The Challenge Mode, while certainly not necessary, at least tacks on a little more to the experience, and Kirby titles typically have a history of including superfluous minigames and modes, so one that actually has a little heft to it is appreciated. Then again, this Wii U title is bizarrely being packaged with a “bargain” price of $40.00 (much like Captain Toad: Treasure Tracker was, but that felt like a shorter game), so if you feel you’re getting a truncated experience here, at least they’re charging you less for it. That being said, I think I’d have preferred another world or two included here, even if that meant a higher price tag and a pushed back release date.
In terms of difficulty and replayability, like most Kirby games, there are five treasure chests (which most of the time contain adorable Kirby-based trophies) to be found in each level, and gold medals to earn based on your performance, and completing these areas unlocks all of the levels and hidden goodies. Again, like most Kirby games, these tasks still aren’t that challenging, but thankfully in this game’s case, merely due to the different control scheme, you do find these requirements being more difficult than usual (the same could be said for its predecessor, Canvas Curse, which also had a higher-than-usual difficulty behind it). It’s worth mentioning that the final bosses in the game are actually rather difficult, which is a welcome surprise. A Kirby game is never going to be the most hair-pullingly frustrating title out there, but this one will at least keep you working for your rewards.
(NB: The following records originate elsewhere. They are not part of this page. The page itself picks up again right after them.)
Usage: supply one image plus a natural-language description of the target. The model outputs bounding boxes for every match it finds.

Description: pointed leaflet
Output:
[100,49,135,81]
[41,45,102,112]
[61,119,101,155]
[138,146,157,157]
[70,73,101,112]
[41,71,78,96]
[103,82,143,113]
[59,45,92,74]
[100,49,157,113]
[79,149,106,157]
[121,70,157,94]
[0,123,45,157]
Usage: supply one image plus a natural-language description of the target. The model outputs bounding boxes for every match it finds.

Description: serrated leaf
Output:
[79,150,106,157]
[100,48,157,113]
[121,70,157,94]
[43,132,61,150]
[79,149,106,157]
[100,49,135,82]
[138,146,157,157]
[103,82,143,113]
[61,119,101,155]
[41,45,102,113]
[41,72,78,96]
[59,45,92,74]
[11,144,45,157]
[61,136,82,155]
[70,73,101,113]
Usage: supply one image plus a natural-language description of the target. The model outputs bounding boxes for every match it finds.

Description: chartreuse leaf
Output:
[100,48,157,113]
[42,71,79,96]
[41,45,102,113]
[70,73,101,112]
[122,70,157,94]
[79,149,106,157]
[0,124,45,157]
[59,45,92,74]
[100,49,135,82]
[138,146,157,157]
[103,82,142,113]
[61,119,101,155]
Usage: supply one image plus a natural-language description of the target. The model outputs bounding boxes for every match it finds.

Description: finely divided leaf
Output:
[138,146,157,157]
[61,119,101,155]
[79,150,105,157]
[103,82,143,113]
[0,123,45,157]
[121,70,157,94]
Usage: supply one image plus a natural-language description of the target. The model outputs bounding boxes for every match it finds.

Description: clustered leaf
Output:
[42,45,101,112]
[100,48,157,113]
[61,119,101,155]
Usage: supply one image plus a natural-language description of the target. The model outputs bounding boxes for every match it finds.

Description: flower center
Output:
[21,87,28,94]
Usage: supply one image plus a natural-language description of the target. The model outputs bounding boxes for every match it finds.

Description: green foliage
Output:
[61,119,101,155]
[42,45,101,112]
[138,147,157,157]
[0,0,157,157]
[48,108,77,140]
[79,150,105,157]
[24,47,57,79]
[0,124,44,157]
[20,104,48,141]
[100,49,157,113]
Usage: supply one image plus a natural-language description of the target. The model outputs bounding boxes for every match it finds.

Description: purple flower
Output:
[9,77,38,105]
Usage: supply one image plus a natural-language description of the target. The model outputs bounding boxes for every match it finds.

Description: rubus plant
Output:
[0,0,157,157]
One of these rewards – and it’s a tiny detail – includes unlocking pages from Kirby’s book in each stage. Actually looking through the book displays some beautiful, flowing watercolor-esque artwork depicting the game’s story. It’s totally unnecessary and something you might not even check out in the game, but it’s a nice, extra aesthetically pleasing feature that show’s off the game’s style.
In another feature that feels like a bit of an afterthought, the game also supports four-player co-op, with one person manning Kirby and his paintbrush, while the other three people control Waddle Dees that move along with you, making your job easier. It’s not exactly the most fleshed out aspect of the game, but it does offer something here for your friends to do. which is a nice idea.
The game has also taken part in the newest trend that’s sweeping the nation by incorporating Amiibo support. It’s a bit of a mixed bag here, with the Meta Knight and King DeDeDe Amiibo trophies giving Kirby respective masks of these characters (with the Meta Knight one also increasing your attack power, and the DeDeDe one respectively giving you higher health). Oddly enough, the Kirby Amiibo simply allows you to do his big star dash move whenever you want, which is honestly kind of unbalanced. This is all a little disappointing considering Canvas Curse had many unlockable characters (that were mostly palette swaps, but still). I guess any Amiibo support with extras is still better than nothing at all, but it’d also be nice to have these character mask options without also making your gaming experience easier. Some people may not want the added handicaps.
All of this ends up amounting to an extremely satisfying game that’s long enough to keep you busy, but not extremely time consuming if you just want to work your way through it. There’s an amazing art design here with winning, boisterous music backing it up all the way. There certainly haven’t been a shortage of Kirby games in recent years, but if there’s ever been one that’s a mandatory buy and should be the focus of your attention, it’s this one. Even if you’re not into Kirby games, this one mixes it up enough and is such a different take on platforming that you still might find yourself enjoying it.
At the very least, you’ll be staring at it in wonder.